Sabtu, 26 Juli 2008

Pontianak, Sabtu, 22 Maret 2008

Panas yang gelisah di tengah malam. Mendera-dera semakin hebat. Hebat dan menghebat. Menggerakkan mata terjaga. Nyalang. Diterangi lampu neon yang putih. Kerlap-kerlip hati yang tak tenang semakin memberatkan resah. Resah yang begitu dalam. Ditambah lagi mouse berkerlap-kerlip dalam tabungan jiwa. Semakin ramai suasana warna malam ini. Beragam dan berfatamorgana. Memperindah suasana semakin tak menentu. Ingin mewujudkannya menjadi kenyataan.
Gelisah dan resah itu adalah sesuatu yang abstrak. Mana mungkin dapat direalisasikan menjadi sebuah kenyataan.
Sekiranya gelisah dan resah adalah sesuatu yang konkrit.

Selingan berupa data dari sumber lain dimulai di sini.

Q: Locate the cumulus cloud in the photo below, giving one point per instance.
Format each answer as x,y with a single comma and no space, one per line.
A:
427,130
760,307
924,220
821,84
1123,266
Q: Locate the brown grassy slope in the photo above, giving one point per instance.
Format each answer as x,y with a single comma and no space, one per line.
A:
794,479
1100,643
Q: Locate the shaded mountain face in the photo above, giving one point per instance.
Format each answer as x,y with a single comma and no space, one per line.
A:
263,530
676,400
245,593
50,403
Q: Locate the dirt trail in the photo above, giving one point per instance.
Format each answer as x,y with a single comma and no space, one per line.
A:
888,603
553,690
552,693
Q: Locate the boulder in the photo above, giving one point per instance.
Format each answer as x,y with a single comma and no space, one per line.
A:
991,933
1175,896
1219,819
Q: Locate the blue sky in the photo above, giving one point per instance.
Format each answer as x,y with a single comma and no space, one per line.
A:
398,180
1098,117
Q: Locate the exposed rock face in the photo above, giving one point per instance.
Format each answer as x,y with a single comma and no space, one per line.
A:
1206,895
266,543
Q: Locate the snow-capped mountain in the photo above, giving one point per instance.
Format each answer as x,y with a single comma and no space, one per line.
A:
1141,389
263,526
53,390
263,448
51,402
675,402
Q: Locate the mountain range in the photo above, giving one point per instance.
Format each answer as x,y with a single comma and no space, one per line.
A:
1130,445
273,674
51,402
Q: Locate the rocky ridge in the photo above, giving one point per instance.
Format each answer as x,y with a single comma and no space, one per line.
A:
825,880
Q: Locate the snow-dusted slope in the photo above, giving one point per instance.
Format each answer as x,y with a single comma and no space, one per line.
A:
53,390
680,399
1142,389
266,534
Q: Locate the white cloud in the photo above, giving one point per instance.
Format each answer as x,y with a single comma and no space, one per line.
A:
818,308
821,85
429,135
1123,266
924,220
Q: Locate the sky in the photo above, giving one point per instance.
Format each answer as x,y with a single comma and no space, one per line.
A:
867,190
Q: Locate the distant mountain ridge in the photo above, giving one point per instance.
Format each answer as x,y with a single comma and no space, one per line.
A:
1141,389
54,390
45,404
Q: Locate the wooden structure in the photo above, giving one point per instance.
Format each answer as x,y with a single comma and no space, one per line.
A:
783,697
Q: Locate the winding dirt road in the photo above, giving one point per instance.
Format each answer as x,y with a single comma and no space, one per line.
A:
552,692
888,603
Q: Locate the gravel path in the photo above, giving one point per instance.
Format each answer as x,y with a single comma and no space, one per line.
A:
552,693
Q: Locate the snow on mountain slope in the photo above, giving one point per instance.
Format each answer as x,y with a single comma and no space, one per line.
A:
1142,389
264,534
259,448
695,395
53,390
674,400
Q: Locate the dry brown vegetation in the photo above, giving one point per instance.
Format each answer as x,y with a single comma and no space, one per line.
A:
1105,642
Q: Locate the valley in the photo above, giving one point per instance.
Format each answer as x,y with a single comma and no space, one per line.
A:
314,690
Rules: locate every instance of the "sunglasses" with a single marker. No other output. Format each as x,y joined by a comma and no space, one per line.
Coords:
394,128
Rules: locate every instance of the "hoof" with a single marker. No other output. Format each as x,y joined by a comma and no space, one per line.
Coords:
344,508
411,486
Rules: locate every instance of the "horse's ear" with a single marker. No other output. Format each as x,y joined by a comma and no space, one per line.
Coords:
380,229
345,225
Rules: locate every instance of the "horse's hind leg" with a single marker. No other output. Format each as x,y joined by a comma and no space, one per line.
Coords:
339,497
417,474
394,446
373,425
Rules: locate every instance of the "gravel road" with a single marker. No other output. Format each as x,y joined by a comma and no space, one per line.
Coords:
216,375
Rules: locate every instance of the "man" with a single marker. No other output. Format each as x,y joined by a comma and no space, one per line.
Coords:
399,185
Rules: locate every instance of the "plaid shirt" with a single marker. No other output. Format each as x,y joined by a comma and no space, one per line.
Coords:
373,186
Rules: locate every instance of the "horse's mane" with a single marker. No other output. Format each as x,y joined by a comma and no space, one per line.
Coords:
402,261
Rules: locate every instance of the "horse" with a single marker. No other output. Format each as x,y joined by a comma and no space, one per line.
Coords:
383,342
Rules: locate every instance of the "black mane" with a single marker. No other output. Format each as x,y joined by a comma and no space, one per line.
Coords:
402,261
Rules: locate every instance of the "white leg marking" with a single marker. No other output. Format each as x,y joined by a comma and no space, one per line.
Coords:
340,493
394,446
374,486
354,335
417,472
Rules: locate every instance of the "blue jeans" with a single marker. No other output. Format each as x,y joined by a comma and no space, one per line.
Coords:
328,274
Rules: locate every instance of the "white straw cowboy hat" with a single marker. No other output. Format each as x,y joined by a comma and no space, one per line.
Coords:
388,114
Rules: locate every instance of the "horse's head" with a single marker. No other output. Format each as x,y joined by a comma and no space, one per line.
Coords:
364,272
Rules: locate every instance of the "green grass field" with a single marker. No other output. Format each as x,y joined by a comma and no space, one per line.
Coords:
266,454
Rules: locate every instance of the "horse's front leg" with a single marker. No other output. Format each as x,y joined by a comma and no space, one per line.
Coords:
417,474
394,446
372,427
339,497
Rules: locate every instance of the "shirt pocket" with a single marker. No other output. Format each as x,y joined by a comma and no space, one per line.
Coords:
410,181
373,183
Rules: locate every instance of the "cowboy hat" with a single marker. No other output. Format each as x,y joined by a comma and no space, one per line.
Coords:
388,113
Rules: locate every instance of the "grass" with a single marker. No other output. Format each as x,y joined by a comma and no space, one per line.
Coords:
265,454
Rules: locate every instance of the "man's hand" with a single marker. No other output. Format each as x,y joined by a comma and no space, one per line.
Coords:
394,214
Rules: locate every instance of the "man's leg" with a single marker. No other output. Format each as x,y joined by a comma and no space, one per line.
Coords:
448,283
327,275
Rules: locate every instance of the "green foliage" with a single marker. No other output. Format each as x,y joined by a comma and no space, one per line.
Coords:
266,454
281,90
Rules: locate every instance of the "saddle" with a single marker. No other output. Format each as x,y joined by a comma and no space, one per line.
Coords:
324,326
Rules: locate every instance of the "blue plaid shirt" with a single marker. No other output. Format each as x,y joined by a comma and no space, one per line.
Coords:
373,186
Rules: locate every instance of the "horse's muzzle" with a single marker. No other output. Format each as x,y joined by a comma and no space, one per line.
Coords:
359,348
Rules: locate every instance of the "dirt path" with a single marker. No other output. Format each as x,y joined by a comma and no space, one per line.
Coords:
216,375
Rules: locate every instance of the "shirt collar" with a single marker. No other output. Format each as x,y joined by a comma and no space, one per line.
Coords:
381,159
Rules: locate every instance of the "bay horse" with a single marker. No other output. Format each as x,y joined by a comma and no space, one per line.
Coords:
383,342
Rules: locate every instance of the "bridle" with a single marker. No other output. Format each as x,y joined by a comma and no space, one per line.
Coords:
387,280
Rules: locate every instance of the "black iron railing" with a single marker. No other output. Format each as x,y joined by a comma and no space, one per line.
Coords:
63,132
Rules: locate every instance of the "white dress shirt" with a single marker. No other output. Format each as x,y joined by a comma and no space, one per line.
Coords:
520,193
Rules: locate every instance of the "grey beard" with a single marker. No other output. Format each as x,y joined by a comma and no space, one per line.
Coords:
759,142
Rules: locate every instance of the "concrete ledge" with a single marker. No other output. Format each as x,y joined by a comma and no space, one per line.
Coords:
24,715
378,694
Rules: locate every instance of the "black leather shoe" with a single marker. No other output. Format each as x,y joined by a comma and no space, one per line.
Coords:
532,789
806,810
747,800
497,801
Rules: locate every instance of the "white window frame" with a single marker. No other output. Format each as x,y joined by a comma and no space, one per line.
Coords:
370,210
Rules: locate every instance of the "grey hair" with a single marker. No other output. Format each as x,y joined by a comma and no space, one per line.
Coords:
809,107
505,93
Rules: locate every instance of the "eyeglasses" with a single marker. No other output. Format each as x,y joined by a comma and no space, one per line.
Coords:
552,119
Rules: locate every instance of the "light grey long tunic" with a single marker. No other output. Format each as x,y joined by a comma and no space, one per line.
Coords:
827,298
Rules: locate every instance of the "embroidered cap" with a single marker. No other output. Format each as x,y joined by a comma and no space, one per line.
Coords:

Sudah sedari tadi dia saya ajak bertarung. Biar dia dapat saya kalahkan. Kalau dia kalah dan sudah menjadi taklukan saya maka saya dapat memerintah dan mengekangnya. Agar dia tidak dapat seenak perutnya datang merajam pemikiran saya sehingga menjadi tak menentu seperti malam ini.
Apakah kegelisahan dan keresahan saya ada kaitan dengan kejadian yang tak mengenakkan yang akan saya terima nantinya? Itu sih hanya sebuah firasat. Mudah-mudahan saja tak begitu adanya.
Secangkir air putih di cawan menemani saya bergadang. Belajar memahami makna keheningan malam ini. Malam ini yang tidak lagi terdengar suara kehidupan. Hanya suara mesin air yang terus bersenandung. Menyenandungkan lagu khasnya dalam mengalirkan air dari pipa PDAM ke bak hitam penyimpanan air. Air yang dalam bak hitam itu akan digunakan untuk mandi besok pagi. Karena siang hari, air PDAM tidak mengalir. Entah mengapa tidak mengalir? Mana saya tahu.
Biarlah sepertiga malam yang akan menjawabnya. Biarlah keheningan yang akan memberikan jawaban yang akurat. Biarlah kesyahduan yang akan mengafdolkan jawabannya.